Every Fall, the North Carolina State Fair comes to Raleigh, North Carolina for about a week and a half, and every year I go to the Fair to do the following:
1. Look at all the mullets
2. Eat lethal amounts of fried food.
3. Hunt for a baby pig.
While the first two are fairly self-explanatory, let me explain the last one.
At the State Fair there is a giant compound that houses all the award-winning livestock for that year. As a part of the Fair, attendees can go inside to look at the cows, goats, sheep, etc. but you cannot touch them. Ordinarily, this rule would not be a problem for me, except that one of those pens contains an entire litter of baby pigs. And they are by far the CUTEST thing you’ve ever seen.
Unfortunately, you can’t get anywhere near enough to touch them. You just have to stare at them from afar, only wishing you could crawl in there and hold them. I seriously wanted to kidnap one of those adorable baby pigs. I was so smitten with them that I literally talked about it all year long.
Lucky for me, I am getting married to a man whose father used to be in charge of the State Fair livestock, so he has “connections.” (And no, that is not why I’m marrying him) Early on in our relationship I explained to him my life-long desire to pet and hold a baby pig, maybe even adopt one as a pet, and he told me he could work something out.
When the State Fair rolled around the following year, Ike called in a favor, and one night after the Fair closed we got to go inside the pig pen. Finally, after years of waiting, pining, I got to hold a baby pig.
Tragically, it was not the experience I thought it would be. Looking at a baby pig, you’d think they’d be soft and squishy and cuddly–kind of like a pink puppy. But they’re not. Their hair is coarse, their skin is rough, and the pig I held screamed the entire time like I was murdering it. I felt like one of those mortified mothers whose kid has a meltdown in the grocery store.
After that experience I was pretty disillusioned with the baby pigs. It was a major let down after years of build up.
Now even though my long journey ended in disappointment, I share this story because it actually helped me to better understand a passage of Scripture that I’d always been familiar with. Proverbs 11:22 reads–
Like a gold ring in a pig’s snout is a beautiful woman without discretion.
As a result of my experience at the State Fair, I have learned one very important thing–no matter how old they are, pigs are nasty. The babies may look cute if you’re standing far away, but if you get close enough to touch them, you’ll see that they’re just mini versions of their mothers–mean, moody, and dirty. They also get obscenely large.
So while a gold ring might be a stunning piece of jewelry, its beauty is lost when placed in the snout of a pig. No matter how exquisite, there is no ring that can over-compensate for the hulking mass behind it.
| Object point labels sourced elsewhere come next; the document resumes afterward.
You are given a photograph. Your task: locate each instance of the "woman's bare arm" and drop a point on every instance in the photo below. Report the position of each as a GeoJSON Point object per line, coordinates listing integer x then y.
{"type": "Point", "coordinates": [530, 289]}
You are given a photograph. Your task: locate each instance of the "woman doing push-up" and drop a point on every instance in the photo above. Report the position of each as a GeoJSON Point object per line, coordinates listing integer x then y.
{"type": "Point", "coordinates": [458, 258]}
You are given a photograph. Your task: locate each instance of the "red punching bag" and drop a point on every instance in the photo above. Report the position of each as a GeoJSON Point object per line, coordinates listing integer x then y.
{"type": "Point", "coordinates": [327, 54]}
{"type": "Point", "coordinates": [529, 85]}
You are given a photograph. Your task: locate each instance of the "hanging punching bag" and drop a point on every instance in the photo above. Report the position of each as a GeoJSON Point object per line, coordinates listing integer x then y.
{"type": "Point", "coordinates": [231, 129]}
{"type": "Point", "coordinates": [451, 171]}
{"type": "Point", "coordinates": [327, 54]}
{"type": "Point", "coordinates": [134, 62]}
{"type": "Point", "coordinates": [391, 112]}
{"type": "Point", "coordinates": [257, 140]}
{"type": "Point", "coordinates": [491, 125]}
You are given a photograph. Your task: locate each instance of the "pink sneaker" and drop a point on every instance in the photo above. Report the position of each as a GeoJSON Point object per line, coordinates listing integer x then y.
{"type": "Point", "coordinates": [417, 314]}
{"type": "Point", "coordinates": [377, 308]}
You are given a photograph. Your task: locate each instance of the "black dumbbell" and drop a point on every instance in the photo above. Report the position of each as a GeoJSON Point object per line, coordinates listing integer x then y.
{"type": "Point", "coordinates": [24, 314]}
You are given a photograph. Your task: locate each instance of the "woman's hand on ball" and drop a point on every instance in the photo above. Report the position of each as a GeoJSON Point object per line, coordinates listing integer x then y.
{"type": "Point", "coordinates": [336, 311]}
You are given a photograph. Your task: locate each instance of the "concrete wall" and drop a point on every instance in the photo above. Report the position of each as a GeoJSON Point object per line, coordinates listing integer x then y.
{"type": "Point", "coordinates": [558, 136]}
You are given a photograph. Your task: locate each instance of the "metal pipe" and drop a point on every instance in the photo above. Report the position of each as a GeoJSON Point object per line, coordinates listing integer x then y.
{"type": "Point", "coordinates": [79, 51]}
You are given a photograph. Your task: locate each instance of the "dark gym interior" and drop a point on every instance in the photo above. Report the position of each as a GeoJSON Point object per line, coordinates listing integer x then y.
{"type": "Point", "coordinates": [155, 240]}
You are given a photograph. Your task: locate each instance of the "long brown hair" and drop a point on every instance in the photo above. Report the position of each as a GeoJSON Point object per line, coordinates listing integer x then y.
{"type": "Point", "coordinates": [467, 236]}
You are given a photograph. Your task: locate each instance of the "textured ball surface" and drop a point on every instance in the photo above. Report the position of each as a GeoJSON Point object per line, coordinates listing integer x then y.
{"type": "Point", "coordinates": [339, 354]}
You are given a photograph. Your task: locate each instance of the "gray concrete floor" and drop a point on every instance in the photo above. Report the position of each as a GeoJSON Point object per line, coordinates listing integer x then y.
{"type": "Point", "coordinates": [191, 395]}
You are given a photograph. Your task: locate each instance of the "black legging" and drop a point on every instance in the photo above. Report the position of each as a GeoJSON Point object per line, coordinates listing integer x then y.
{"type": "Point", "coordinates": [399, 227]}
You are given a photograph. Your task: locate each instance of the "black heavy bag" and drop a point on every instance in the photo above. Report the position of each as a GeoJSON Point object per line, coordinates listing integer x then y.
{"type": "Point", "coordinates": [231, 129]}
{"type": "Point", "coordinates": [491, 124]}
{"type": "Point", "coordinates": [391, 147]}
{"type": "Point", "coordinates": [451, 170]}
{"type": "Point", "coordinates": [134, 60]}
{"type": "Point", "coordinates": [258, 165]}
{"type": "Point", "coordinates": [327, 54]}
It’s just a tiny, shiny ring on a giant, dirty pig.
This is the visual we are meant to imagine when we read Proverbs 11:22. The beauty of the ring is completely overshadowed by the pig that dons it, and it is the same in a beautiful woman without discretion.
If you look up the definition of “discretion,” you will find the following synonyms: discernment, maturity, wisdom, thoughtfulness, prudence, and care. These all describe the kind of character that honors God, and honors those around her.
With that in mind, a woman could be a Sports Illustrated swimsuit model, but if she’s got a sailor’s mouth, she manipulates people with her body , and she throws a fit when she doesn’t get her way, then her beauty immediately pales. Her looks cannot make up for her personality.
Now given the way our culture emphasizes beauty, this may seem hard to believe. After all, beautiful women are allowed to get away with a lot more bad behavior than their “less attractive” counterparts. Is this verse really true?
The answer is an emphatic “yes!” A woman’s beauty might open some doors for her, but it is her character that will be her ultimate success. Beauty may attract a man, but faithfulness and respect is what will enable her dating relationships, and ultimately marriage, to last. Beauty may get her a job opportunity, but her work ethic will allow her to keep it, if not excel. Beauty may give her attention and friends, but it is her trustworthiness that will determine whether they stick around.
When a woman looks back on her life and measures the successes of her beauty, versus the successes of her character, she will find that her character made all the difference. It determines whether or not those blessings will be lasting. And when measured this way, it becomes more clear that the beauty of a woman without discretion does little more for her life than a ring on the tip of a pig’s nose. Both adornments are ultimately fruitless.